En second lieu, la circonstance que l’intéressé aurait déposé une demande de titre de séjour en Espagne ne constitue pas une circonstance particulière de nature à lui accorder un délai de départ volontaire. Le moyen tiré de l’erreur manifeste d’appréciation doit donc être écarté.

En ce qui concerne les décisions fixant le pays de renvoi et portant interdiction de retour sur le territoire français :

Il résulte de ce qui a été dit aux points précédents que le moyen tiré de ce que ces décisions devraient être annulées par voie de conséquence de l’annulation de la décision portant obligation de quitter le territoire français doit être écarté.





Il résulte de tout ce qui précède que les conclusions à fin d’annulation de l’arrêté du préfet de la Haute-Garonne du 9 juillet 2025 doivent être rejetées ainsi que, par voie de conséquence, celles tendant à l’application de l’article L. 761-1 du code de justice administrative et de l’article 37 de la loi du 10 juillet 1991.

D E C I D E :



Article 1er : Il n’y a pas lieu de statuer sur la demande d’admission au bénéfice de l’aide juridictionnelle à titre provisoire présentée par M. B....

Article 2 : Le surplus des conclusions de la requête est rejeté.

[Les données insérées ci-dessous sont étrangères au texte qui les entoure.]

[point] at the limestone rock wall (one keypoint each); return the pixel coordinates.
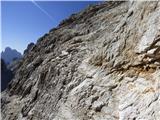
(100, 64)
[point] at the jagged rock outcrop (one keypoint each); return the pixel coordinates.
(100, 64)
(9, 55)
(6, 75)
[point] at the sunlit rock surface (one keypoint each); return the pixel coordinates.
(100, 64)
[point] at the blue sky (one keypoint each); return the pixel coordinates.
(24, 22)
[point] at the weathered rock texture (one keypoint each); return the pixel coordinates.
(100, 64)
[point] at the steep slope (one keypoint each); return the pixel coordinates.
(8, 55)
(100, 64)
(6, 75)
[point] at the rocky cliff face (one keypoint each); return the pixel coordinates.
(100, 64)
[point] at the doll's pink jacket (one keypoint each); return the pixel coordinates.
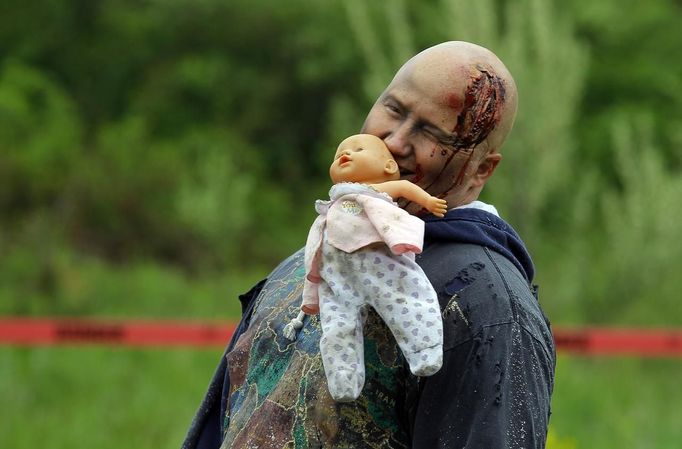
(357, 216)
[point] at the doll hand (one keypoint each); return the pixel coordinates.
(437, 206)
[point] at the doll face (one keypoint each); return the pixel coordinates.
(363, 158)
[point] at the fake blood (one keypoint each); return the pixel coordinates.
(481, 110)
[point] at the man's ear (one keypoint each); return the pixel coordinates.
(391, 167)
(487, 167)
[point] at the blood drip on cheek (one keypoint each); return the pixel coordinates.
(454, 101)
(418, 175)
(462, 171)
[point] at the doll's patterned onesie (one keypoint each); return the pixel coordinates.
(360, 252)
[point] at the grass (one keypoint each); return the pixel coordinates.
(65, 397)
(100, 397)
(618, 403)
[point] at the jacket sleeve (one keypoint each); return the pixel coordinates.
(205, 432)
(493, 391)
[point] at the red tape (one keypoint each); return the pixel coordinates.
(148, 333)
(44, 331)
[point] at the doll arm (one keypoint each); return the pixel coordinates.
(405, 189)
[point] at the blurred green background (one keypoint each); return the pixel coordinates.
(157, 158)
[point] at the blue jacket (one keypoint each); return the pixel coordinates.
(498, 373)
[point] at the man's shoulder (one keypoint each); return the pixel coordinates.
(478, 288)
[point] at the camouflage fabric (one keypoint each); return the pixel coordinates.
(279, 396)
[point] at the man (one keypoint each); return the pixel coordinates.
(444, 118)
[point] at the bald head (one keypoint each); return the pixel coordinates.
(480, 90)
(445, 116)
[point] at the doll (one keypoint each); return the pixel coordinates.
(360, 251)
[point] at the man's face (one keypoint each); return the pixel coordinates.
(432, 123)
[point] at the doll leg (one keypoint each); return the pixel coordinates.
(341, 345)
(409, 306)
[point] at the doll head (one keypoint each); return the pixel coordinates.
(363, 158)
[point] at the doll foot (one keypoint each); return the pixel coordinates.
(345, 385)
(426, 362)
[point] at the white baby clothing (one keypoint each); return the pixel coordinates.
(375, 267)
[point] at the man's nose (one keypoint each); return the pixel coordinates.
(398, 141)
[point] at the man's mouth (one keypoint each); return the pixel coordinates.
(343, 159)
(406, 174)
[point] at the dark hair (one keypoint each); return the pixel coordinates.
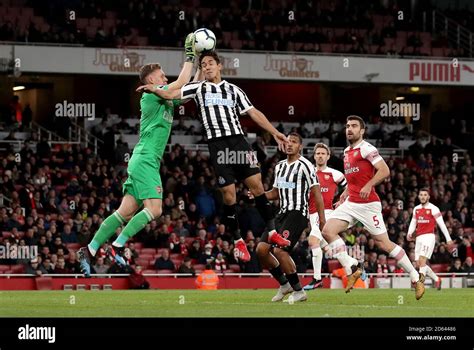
(148, 69)
(356, 117)
(298, 136)
(209, 53)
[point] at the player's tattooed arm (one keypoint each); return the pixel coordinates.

Article 3 : Le présent jugement sera notifié à M. A... B..., à Me Pinson et au préfet de la Haute-Garonne.


Délibéré après l'audience du 11 mars 2026, à laquelle siégeaient :
- M. Daguerre de Hureaux, président ;
- Mme Gigault, première conseillère ;
- M. Zouad, conseiller.


Rendu public par mise à disposition au greffe le 25 mars 2026.


Le rapporteur,
Bachir Zouad

Le président,
Alain Daguerre de Hureaux

La greffière,



Lison Dispagne

La République mande et ordonne au préfet de la Haute-Garonne en ce qui le concerne ou à tous commissaires de justice à ce requis en ce qui concerne les voies de droit commun contre les parties privées, de pourvoir à l’exécution de la présente décision.